Get out of bed and rev up and do your day. But you’ve got to find ways to dial down the intensity and to be present because the intensity of wanting to wring out everything from life is driven by the fear that you’re not going to. And the irony is, and what I’m worried about for you is not what happens at 46 because 46, you’re still a frickin puppy for crying out loud. You still have decades to go. I could come in here and give you a long list of people who didn’t do their first until they were in their 50s for crying out loud.

And so you have so much time and it doesn’t feel like it because you’re racing through every single day and you’re on edge because of this fear that you’re not where you’re supposed to be. And the interesting thing is that the only place you’re supposed to be right now is in your fucking life every single day. And the only way that you’re going to pivot is if we start to think about how to add these small Lego blocks one at a time, but that you develop this ability to still be present, to be satisfied with where you’re at.

But intentionally pivoting towards something else, we can remove the intensity because it’s the intensity and the worrying and the agita about figuring it out. That is making you now present. It’s causing you distress in terms of thinking all the time and being wound up about it. And if we were to settle that energy and allow you to recognize when, oh, here comes that fear again that I’m 36 years old and what about forty six and. Oh my God.

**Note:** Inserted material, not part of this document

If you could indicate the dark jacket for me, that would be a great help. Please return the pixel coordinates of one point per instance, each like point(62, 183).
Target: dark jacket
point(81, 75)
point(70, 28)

Oh my God. And it’s not happening fast enough. And what if I don’t figure it out. And what if I’m fifty six and what if I’m sixty six. And what if I’m walking my daughter down the aisle and I’m still teaching pe. I’m gonna be pissed off at myself like is it, am I in your head right now. Yes. When you mentioned the triggers. Yeah. Where do I start? We start in your body because there’s so much research and for you because it’s more existential, like you didn’t have trauma that’s getting triggered.

Not that I know of. For a lot of people with fear. There was something acute that happened. Super abusive parent. Right. So that any time, you know, a dad came home from work and started getting plowed. If you hear the beer can open. It’s wired in your body. I don’t get that about you. I think what’s happened for you is you’re a guy who has a great life and you’re torturing yourself because you don’t think it’s enough.

That’s fair. That’s fair. And the real mastery for you is to figure out how to be satisfied. With where you’re at and in action and proud of the things you’re doing to pivot and to do new things too, it’s not an either or. See, that’s the other pressure that I think you’re putting on yourself. Either I’m doing P.E. or I’m doing this new thing that could blow up in my face and then I. What do I do?

Because I’ve lost the house and I like there’s that energy about you. And I used to have that energy. And it’s driven by fear. And so let’s start with what happens in your body. So there’s a difference between days where you’re happy, satisfied and present and days where you’re subconsciously driven by this fear that you’re not going to figure it out. So when I start my day off, right. And I get stuff that I feel like I have to do because I want to do it.

And I can get that done. I feel good.

I’m ready to go. I feel great. My lessons are better.

I’m interacting with kids better when I feel like I’m behind. I’m consumed with I feel bad that I didn’t get it done. How am I going to make it up later on in the day?

Whether it’s exercise, I feel like in your body. Where’s the stress?

It’s you know, people mention I’m not, you know. Whereas it’s right right here. So it’s in your chest and your heart.

It’s not heart attack type, but it’s just like butterfly. But not a good butterfly.

Yeah, well, you’re except like I was it was our first time as a kid. You remember feeling that. Well, I remember back in the day was being a good student, I always put pressure on myself to write the perfect paper, get 100 on the tests, get easy, easy, easy, easy.

So it was the test. That’s when you. I was wondering. Yeah. The testing.

When else do you do you experience that? Is it like all day long if you wake up and you’re behind the ball.

It’s not all day. Our bodies get triggered before our minds do. And for you, learning how to catch yourself when you start speeding everything up and teaching yourself how to saddle your body.